Responsibilities for Managing a Data Warehouse
- Understand users by business area, job responsibilities, and computer tolerance.
- What kinds of decisions do the business leaders of the organization want to make with the data warehouse?
- Continously monitoring the the accuracy of the data and content of delivered reports.
- Publish data on a regular basis.
Components of a Data Warehouse
The components of a data warehouse system can be enumerated as follows:
- Operational Source Systems
- Data Staging Area
- Data Presentation Area
- Data Access Tools
The full ETL pipeline can be viewed as such:
Operational Source Systems
These systems enable recording/capturing of the transactions of the business. The source systems should be thought of as outside the data warehouse since you presumably have no control over the content and format of the data in these operational legacy systems. A good assumption to make is that these Source System Databases are not quried in the same manner like how the Data Warehouse is being queried.
Data Staging Systems
The data staging area is both a storage area and the set of processes which combined together create the ETL Pipeline. A nice analogy for the Data Staging system component of the data warehouse is the concept of the kitchen in the resturant. The kitchen staff is busy transforming raw ingredients into final dishes for the consumption of the customers. Customers aren’t invited into the kitchen nor can they eat there. It isn’t safe. The most foundational architecturaly requirement at this stage is that it is off limits to all all business users and does not provide query or presentation services.
Extraction, Transformation, Load
Extraction entails reading and understanding the source data. This comes from the Operational Source Systems. Afterwards we want to be able to do numerous potential transformations such as cleansing the data. This could be small things such as correcting misspelled words, handling missing elements/values, and deduplicating data. It is also possible that the data can be extracted and normalized into some internal data structure preprocessed before it gets to the staging area. It is important to distinguish this result since it can be incomprehensible to analysts or users it should never make it to the presentation area.
Data Presentation
The presentation area is (as far as the business is concerned) is the entire Data Warehouse. Since everything before it, such as staging and cleaning are off limits. The Data Presentation layer is comprised of a bunch of data marts. A data mart presents data for a single business process.
Dimensional Modeling
Is a technique that tries to make databases simpler, more organized, and understandable. One can think of a potential way to model a CEO’s business emphasis on delivering products that target multiple markets and measure performance over time.
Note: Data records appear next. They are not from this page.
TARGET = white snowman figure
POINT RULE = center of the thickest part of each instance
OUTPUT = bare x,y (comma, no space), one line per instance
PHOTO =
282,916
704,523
We might be able to create a dimensional model by plotting points in relation to product, market, and time (in the form of a 3D cube). Then we can create slices and dices of the model in this cube. This differs from another technique called 3rd Normal Form (3NF) which are based off Entity Relationships. The data is divided into many discrete entities/tables, which helps prevent the same data happening across different places. The benefits of normalizing data into seperate entities include the processing performance since all the data is in one place. However this architecture might kill the efficiency/speed of a database query since it can be an incredibly complicated spider web of relations among several entities. This kind of architecture in the presentation area is not good since the whole point of the presentation layer is to enable efficent querying of data.
Dimensional modeling attempts to solve overly complicated schemas. The data marts in the presentation layer must contain atomic data. Thus it is not sufficient be able to deliver summaries of data/aggregations in dimensional models where the atomic data that was used for the aggregation is stored away in normalized tables. Furthermore the data must be stored in such a way whose design goals are user understandability, query performance, and resilience to change.